Off-Farm Income Crucial To Many Ag Producers

 

 

 

 

 

 

 

 

CURT WOHLEBER

COLUMBIA, MISSOURI

   Farm households increasingly rely on off-farm income. A report from University of Missouri Extension notes that, on average, 82 percent of farm household income comes from outside the farm.

   More than half of the principal operators of farms have primary jobs off the farm, said Alan Spell, MU assistant extension professor and a co-author of the report.

   “The Importance of Off-Farm Income to the Agricultural Economy” highlights the growing interdependence of rural and urban economies over the past several decades, Spell said. “The agricultural sector is vital to the U.S. economy and to rural communities. As productivity continues to reduce the need for farm labor, however, we need to recognize the growing importance of other sectors, and nearby cities, to rural economic prosperity and farmers’ well-being.”

   More than half the residents of nonmetro and farm-dependent counties commute to other counties for work, he said. Farm operators with off- farm jobs typically work in areas such as construction or manufacturing, while spouses often have jobs in retail or wholesale trade or health care services.

   Reasons cited for off-farm employment include the need for a stable source of income to support farm operations and job benefits such as health insurance and retirement plans. Outside income is particularly important to younger farmers, who often have higher debt loads as they grow their operations.

   The report, which draws on data from the USDA’s Economic Research Service as well as employment and commuting data, was commissioned by the Denver-based CoBank, a major provider of loans and other financial services to the agricultural sector.

   “The rural economy has become more diverse and more complex than it was even 15 years ago,” said Dan Kowalski, vice president of CoBank’s Knowledge Exchange. “What that means for those of us who serve rural communities is we have to evolve our understanding of what fuels rural economies and what these communities need to succeed and thrive. In many cases, the historical concept of ‘rural’ no longer applies.”

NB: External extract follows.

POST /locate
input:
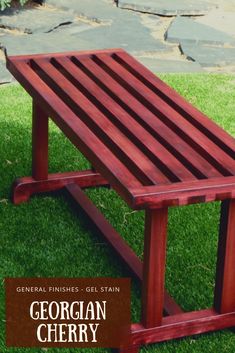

   Spell said these trends also have policy implications. “The story of rural communities being solely dependent on agriculture is missing the evolving reality that workers, and often farmers, depend on a greater diversity of job opportunities to make a living,” he said. “Rural development programs that recognize this changing landscape will be better able to support economic growth.”

   Examples include rural broadband expansion programs. “Lack of internet services was a problem before the COVID pandemic,” Spell said, “but the crisis demonstrated how important it was for rural residents and businesses to be connected to services and customers outside their region.”